É preciso tomar cuidado para não
cairmos na normose de Platão, que torna as coisas abstratas (nada mais abstrato
do que a “liberdade”, única e última das bandeiras da extrema direita) e as
generaliza em grupos “bons” e grupos “maus”. Se os homens forem colocados como
“estupradores em potencial”, estarão segregados ao gueto racista e conservador
dos “maus” que “justificam” as guerras promovidas pelos “bons”. É o que está
acontecendo na Rússia. É o que acontece na “política” (na verdade, é uma GUERRA
CIVIL) contra o “problema” das drogas. É o que se faz com os “impuros” como os
negros, os mestiços, os multiculturais, os LGBTQIA+, as mulheres e até mesmo...
os homens.

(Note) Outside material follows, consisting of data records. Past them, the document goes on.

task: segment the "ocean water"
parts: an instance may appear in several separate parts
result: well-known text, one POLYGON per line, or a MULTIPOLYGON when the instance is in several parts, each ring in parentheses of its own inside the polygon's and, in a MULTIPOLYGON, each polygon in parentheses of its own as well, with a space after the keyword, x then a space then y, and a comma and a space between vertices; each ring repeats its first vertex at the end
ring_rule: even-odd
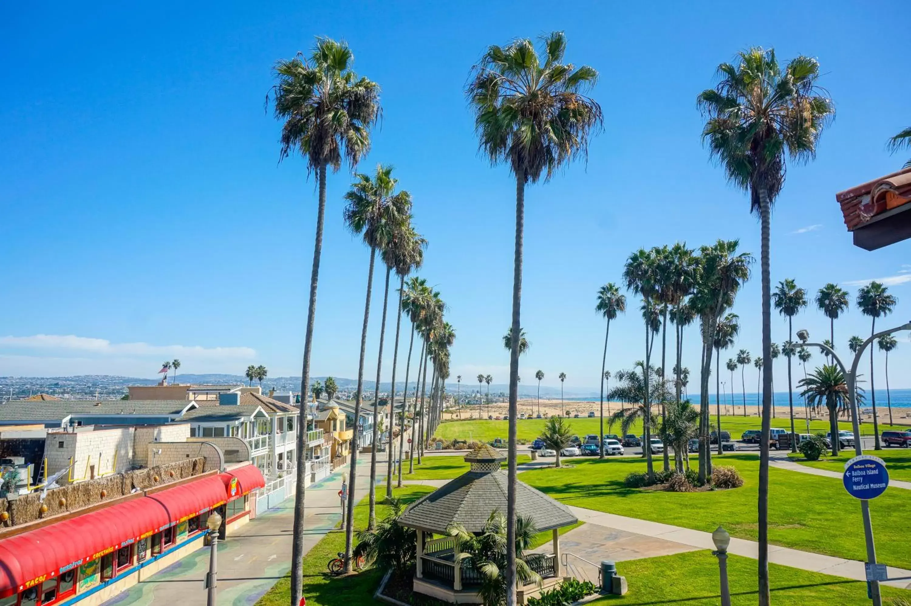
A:
MULTIPOLYGON (((699 399, 699 390, 698 390, 699 385, 696 386, 697 390, 695 392, 687 390, 687 393, 684 394, 685 396, 689 396, 691 402, 694 402, 699 399)), ((773 395, 773 404, 775 406, 784 406, 786 408, 789 406, 788 393, 786 391, 785 392, 776 391, 773 395)), ((893 406, 899 408, 911 408, 911 389, 892 389, 889 392, 889 396, 891 397, 893 406)), ((743 397, 744 397, 743 393, 741 391, 737 391, 735 388, 733 394, 732 394, 731 392, 723 393, 722 394, 720 399, 722 405, 726 404, 728 406, 742 406, 743 397)), ((598 401, 598 396, 596 395, 595 397, 568 397, 565 399, 567 402, 591 402, 592 400, 598 401)), ((759 399, 760 399, 760 395, 757 394, 756 392, 751 392, 751 391, 746 392, 746 405, 748 406, 756 406, 759 403, 759 399)), ((712 383, 709 388, 709 402, 711 404, 715 403, 714 383, 712 383)), ((803 399, 800 396, 800 390, 796 388, 793 391, 793 402, 794 406, 797 405, 803 406, 803 399)), ((876 408, 878 409, 880 406, 885 408, 886 406, 886 402, 887 398, 886 398, 885 389, 880 389, 879 387, 876 387, 876 408)), ((864 402, 861 404, 861 406, 862 407, 870 406, 869 390, 866 390, 864 396, 864 402)))

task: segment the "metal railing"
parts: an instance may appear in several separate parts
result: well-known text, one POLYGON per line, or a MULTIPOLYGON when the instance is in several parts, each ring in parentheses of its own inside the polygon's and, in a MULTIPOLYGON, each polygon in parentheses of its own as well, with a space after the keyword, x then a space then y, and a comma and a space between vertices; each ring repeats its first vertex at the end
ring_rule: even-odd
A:
POLYGON ((560 563, 563 565, 565 575, 575 577, 579 580, 588 580, 598 587, 601 586, 601 567, 595 562, 579 558, 575 553, 564 552, 560 554, 560 563), (596 580, 598 582, 595 582, 596 580))

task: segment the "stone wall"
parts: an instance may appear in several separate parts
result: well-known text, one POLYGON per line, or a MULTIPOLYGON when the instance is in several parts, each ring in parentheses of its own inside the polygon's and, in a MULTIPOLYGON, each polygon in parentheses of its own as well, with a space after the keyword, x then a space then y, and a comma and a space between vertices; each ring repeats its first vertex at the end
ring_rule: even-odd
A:
POLYGON ((47 496, 44 500, 44 505, 47 507, 47 511, 45 513, 41 513, 40 492, 22 495, 18 498, 9 501, 5 498, 0 498, 0 511, 5 511, 9 514, 9 519, 2 523, 2 527, 18 526, 97 505, 131 494, 134 488, 148 490, 155 487, 166 486, 179 479, 204 473, 205 467, 206 459, 202 457, 194 457, 154 467, 128 471, 77 484, 68 484, 59 488, 52 488, 47 491, 47 496))

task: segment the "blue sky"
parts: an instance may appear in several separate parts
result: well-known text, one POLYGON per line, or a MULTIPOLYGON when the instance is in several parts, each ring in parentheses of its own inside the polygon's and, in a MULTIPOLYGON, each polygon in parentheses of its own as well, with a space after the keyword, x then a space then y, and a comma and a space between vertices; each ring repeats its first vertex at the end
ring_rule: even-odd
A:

Todo grupo tratado estritamente como “mau” cairá na normose de
Platão, que odeia os “impuros” e trata de puni-los e segregá-los a guetos
secundários onde, somente ali, eles podem se esgueirar silenciosamente e de
modo invisível e oprimido.
É preciso sempre tomar muito
cuidado para não sairmos do lado de oprimidos e abraçarmos o lado dos
opressores. É o microfascismo de que tratam Deleuze e Guattari, o fascismo que
podemos introjetar em nossas psiques. É o alerta que Paulo Freire lança ao nos
lembrar que uma educação, se não for libertadora, fará com que os oprimidos
desejem se tornar opressores. Acrescentando a dinâmica de Freud, esse desejo (a
palavra é precisa e correta) pode mesmo ser inconsciente e arquitetar uma
formação reativa psicanalítica contra o status de oprimido ou oprimida
experimentado. É uma defesa do Ego, que não deixa de ter um componente
inconsciente fortíssimo, que pode acabar operando para que todo o recalcamento
da opressão sofrida crie o famoso retorno do recalcado, agora de forma violenta
e vingativa de opressão. A psicanálise, como um braço importante da
antropologia, vem nos explicar esse mecanismo nefasto, perigosíssimo.
O mal-estar na civilização, afinal,
tem muitos outros elementos pós-freudianos, como os inseridos por seus leitores
posteriores, desde os que o apoiaram até os que o criticaram ferrenhamente.
Em meu livro Freud e
psicanálise: primeiros contatos com a teoria e a prática clínica (no prelo,
Editora Jaguatirica, 2022), me aprofundo na questão.
Este meu texto, como todos os meus
outros, não busca se fechar em si mesmo, mas abrir-se ao mundo. Recorrendo ao
Deus Grego da Comunicação, Hermes, não busco ser hermético, mas sim hermenêutico.